While Cordle has intelligence and experience, Shugarts brings raw ability and size (6’8″ 300 lbs.) and is a natural tackle where Cordle is a bit out of position. Once again, I am rooting for the young guy (Shugarts) to win out the RT competition, not because I dislike Cordle, but because I think if Shugarts wins out the competition that gives the offensive line the best opportunity for improvement (hopefully to the point of dominance). While I think Cordle has the ability to be serviceable at tackle, Shugarts has the ability to dominate and that is what I would like to see happen.

My ideal situation at the start of the year would be to have Mike Adams at LT and J.B. Shugarts at RT, but only if they earn their spots by living up to their massive potential.

The Chosen Ones

The Chosen (by me) Ones

Beyond the players I listed above, there are a few more candidates for the tackle spots, but if any of them start it would be a pretty big surprise.

Jack Mewhort (#74).

Jack Mewhort is not messing around

Jack Mewhort is not messing around.

Mewhort is a true freshman (listed at 6’7″ 290 lbs.) who enrolled early for Spring ball which could give him the extra experience he needs to crack the starting lineup at one of the tackle spots.

Marcus Hall (#79)

Marcus Hall is also big

Marcus Hall is also big.

Hall is the highest rated incoming freshman along the offensive line (6’5″ 300 lbs.). He could see playing time at tackle or at guard. I would imagine that he needs to refine his footwork in order to handle elite pass rushers on the edge, so I predict that if he makes contributions this year it will be at guard.
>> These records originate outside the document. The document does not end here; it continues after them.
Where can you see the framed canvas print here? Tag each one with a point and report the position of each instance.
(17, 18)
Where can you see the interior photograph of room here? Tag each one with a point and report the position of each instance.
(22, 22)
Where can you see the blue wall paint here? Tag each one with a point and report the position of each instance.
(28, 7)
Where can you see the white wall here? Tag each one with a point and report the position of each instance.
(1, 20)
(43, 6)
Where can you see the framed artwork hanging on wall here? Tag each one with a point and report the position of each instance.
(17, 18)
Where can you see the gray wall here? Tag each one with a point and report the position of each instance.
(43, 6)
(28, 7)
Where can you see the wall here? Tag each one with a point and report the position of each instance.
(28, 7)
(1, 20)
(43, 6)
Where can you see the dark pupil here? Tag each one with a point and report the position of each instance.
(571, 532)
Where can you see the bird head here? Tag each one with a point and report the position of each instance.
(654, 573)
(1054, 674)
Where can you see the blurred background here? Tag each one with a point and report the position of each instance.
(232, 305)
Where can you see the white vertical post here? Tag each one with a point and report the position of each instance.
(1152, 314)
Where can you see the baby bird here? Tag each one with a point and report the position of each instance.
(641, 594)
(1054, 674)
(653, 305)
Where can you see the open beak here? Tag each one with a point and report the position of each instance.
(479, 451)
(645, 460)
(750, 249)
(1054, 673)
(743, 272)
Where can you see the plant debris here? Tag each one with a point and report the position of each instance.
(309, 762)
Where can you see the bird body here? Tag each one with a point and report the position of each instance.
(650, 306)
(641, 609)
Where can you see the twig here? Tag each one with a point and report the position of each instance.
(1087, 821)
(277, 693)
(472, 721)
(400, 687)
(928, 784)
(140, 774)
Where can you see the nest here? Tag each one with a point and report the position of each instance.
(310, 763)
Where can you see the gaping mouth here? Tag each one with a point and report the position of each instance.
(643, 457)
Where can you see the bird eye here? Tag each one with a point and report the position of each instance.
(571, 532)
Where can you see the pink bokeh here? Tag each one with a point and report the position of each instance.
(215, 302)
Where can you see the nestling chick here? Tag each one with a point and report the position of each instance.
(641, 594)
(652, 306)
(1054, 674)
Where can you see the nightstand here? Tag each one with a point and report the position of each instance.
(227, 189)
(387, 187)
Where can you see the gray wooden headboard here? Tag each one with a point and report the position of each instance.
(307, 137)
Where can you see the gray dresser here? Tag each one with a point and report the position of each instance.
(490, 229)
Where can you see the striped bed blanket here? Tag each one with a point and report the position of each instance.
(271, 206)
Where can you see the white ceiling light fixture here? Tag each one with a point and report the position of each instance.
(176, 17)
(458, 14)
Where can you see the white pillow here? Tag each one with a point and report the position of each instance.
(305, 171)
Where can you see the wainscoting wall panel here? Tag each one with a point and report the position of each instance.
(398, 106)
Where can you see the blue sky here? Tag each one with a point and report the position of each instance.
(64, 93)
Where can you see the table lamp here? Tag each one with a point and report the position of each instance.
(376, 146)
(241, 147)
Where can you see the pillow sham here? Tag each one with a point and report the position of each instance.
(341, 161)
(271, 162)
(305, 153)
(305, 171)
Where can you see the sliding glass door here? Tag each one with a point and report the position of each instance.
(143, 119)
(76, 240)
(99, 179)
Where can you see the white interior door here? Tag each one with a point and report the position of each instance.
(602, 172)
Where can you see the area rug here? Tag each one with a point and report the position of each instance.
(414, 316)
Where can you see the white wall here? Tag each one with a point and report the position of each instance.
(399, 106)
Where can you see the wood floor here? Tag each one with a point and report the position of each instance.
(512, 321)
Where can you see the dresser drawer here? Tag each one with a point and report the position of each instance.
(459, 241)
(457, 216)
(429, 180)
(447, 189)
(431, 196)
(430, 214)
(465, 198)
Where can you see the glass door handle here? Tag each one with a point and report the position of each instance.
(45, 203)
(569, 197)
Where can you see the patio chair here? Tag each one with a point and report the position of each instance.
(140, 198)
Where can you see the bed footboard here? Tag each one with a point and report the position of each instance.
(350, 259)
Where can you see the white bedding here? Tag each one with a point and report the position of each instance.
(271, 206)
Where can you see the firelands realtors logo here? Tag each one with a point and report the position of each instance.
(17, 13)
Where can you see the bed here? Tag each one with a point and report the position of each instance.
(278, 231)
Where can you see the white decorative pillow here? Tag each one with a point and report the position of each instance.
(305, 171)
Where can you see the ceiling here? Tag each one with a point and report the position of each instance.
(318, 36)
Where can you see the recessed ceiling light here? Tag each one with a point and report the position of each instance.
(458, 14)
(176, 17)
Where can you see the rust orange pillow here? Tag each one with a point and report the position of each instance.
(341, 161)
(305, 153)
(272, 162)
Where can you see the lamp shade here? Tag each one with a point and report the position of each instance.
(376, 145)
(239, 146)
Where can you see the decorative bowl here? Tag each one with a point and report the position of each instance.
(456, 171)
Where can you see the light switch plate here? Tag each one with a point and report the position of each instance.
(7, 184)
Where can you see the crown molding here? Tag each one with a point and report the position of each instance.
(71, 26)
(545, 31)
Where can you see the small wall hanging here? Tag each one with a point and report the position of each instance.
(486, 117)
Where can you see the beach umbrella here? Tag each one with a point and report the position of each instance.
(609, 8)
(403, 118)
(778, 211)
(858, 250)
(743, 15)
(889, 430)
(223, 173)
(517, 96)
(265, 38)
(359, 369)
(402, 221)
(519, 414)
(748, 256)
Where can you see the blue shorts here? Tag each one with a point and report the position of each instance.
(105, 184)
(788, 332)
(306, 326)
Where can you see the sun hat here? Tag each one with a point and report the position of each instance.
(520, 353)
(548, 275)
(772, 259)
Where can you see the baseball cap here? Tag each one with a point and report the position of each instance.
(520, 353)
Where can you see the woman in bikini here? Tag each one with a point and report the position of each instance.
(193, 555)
Then again, I am no expert, and I wouldn’t really be surprised if he got playing time at tackle either.

Regardless of whether or not Hall and Mewhort start or even get significant playing time this year, they are definitely guys to keep an eye on going into the future.

Another player that will probably be in the two deep at tackle is Josh Kerr (#73). Kerr is a redshirt Junior (listed at 6’4″ 285 lbs.) who has been a perennial backup and has been unable to establish much of a reputation due to injury plagued seasons in each of the past two years. He is probably the longest shot to crack the starting lineup, but I look for him to provide quality depth and experience at both tackle positions if needed.

So that’s it for my look at the tackles. All in all I think we are in pretty good shape. If Adams and Shugarts can live up to their billing than we are probably in better than pretty good shape. The real test will come on September 12th, after that game we will really know how well our play at tackle has come since last year.